Research sheds light on innovative techniques to improve drugs for diseases

In a paper that was just published in Science, scientists from Sweden’s Karolinska Institutet and SciLifeLab explain how they were able to enhance a protein’s capacity to repair oxidative DNA damage while also giving the protein a new role. The researchers’ ground-breaking method may result in better treatments for oxidative stress-related diseases including cancer, Alzheimer’s disease, and lung conditions, but researchers think it has much more promise.

Finding particular pathogenic proteins and developing medicines that include inhibiting them in different ways have long been the foundation of drug research. The loss or reduction in protein function, which many diseases result from, cannot be directly targeted by inhibitors.

Based on a Nobel Prize-winning discovery

The OGG1 protein, an enzyme that fixes oxidative DNA damage and is linked to aging and diseases including Alzheimer’s disease, cancer, obesity, cardiovascular diseases, autoimmune disorders, and lung diseases, was enhanced in the present study by researchers from the Karolinska Institutet.
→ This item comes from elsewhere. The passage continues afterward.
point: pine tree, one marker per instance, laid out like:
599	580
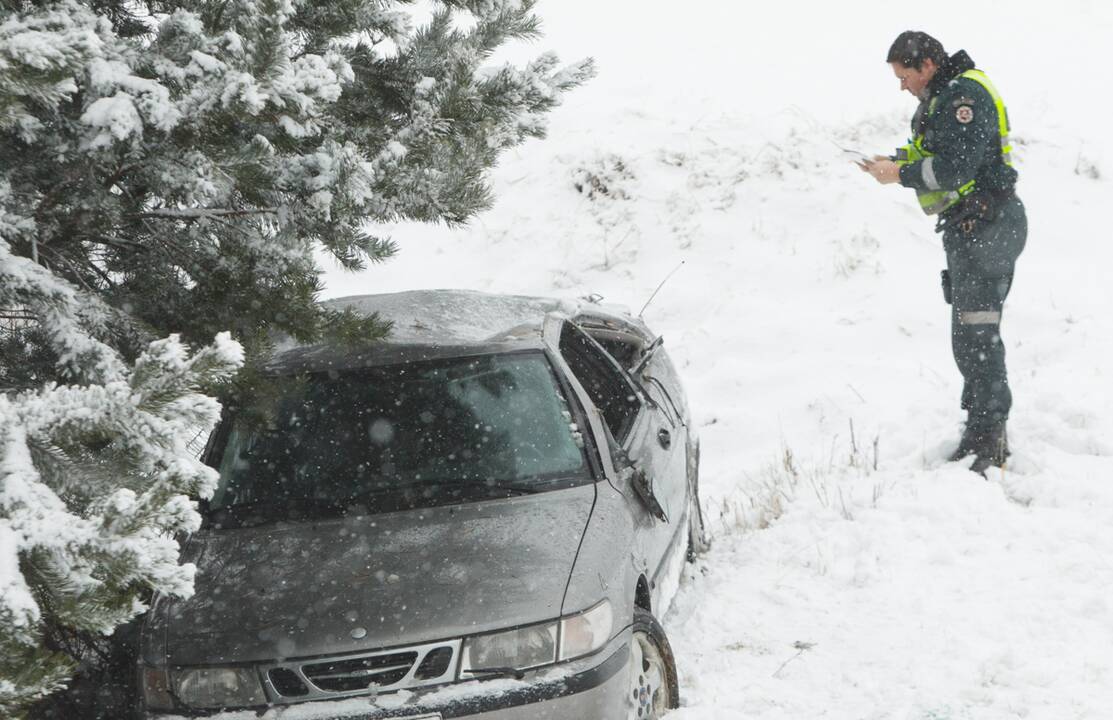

The team employed an approach known as organocatalysis, a device created by Benjamin List and David W.C. MacMillan, who was honored with the 2021 Nobel Prize in Chemistry. The technique is predicated on the finding that tiny organic molecules may function as catalysts and initiate chemical processes without becoming a component of the result.

The scientists investigated how such catalyst molecules, which had already been reported by others, attach to OGG1 and impact how it performs in cells. Among the molecules, one was found to be especially interesting.

Ten times more effective

When we introduce the catalyst into the enzyme, the enzyme becomes ten times more effective at repairing oxidative DNA damage and can perform a new repair function.”

Maurice Michel, Study First Author and Assistant Professor, Department of Oncology-Pathology, Karolinska Institutet

The catalyst allowed the enzyme to alter the way it normally cuts DNA so that it no longer needs the protein APE1 to function and can instead use the protein PNKP1.

Scientists think that by altering OGG1 proteins in this way, new treatments for conditions where oxidative damage is involved may result. However, the study’s final author, Professor Thomas Helleday of the Department of Oncology-Pathology at the Karolinska Institutet, sees more extensive uses for the idea of incorporating a tiny catalyst molecule into a protein, including the enhancement and modification of other proteins.

New protein functions are generated

We believe that this technology could instigate a paradigm shift in the pharmaceutical industry, whereby new protein functions are generated instead of being suppressed by inhibitors. But the technique isn’t limited to drugs. The applications are virtually unlimited.”

Thomas Helleday, Study Final Author and Professor, Department of Oncology-Pathology, Karolinska Institutet

Source:
Journal reference:

Michel, M., et al. (2022) Small-molecule activation of OGG1 increases oxidative DNA damage repair by gaining a new function. Science. doi.org/10.1126/science.abf8980.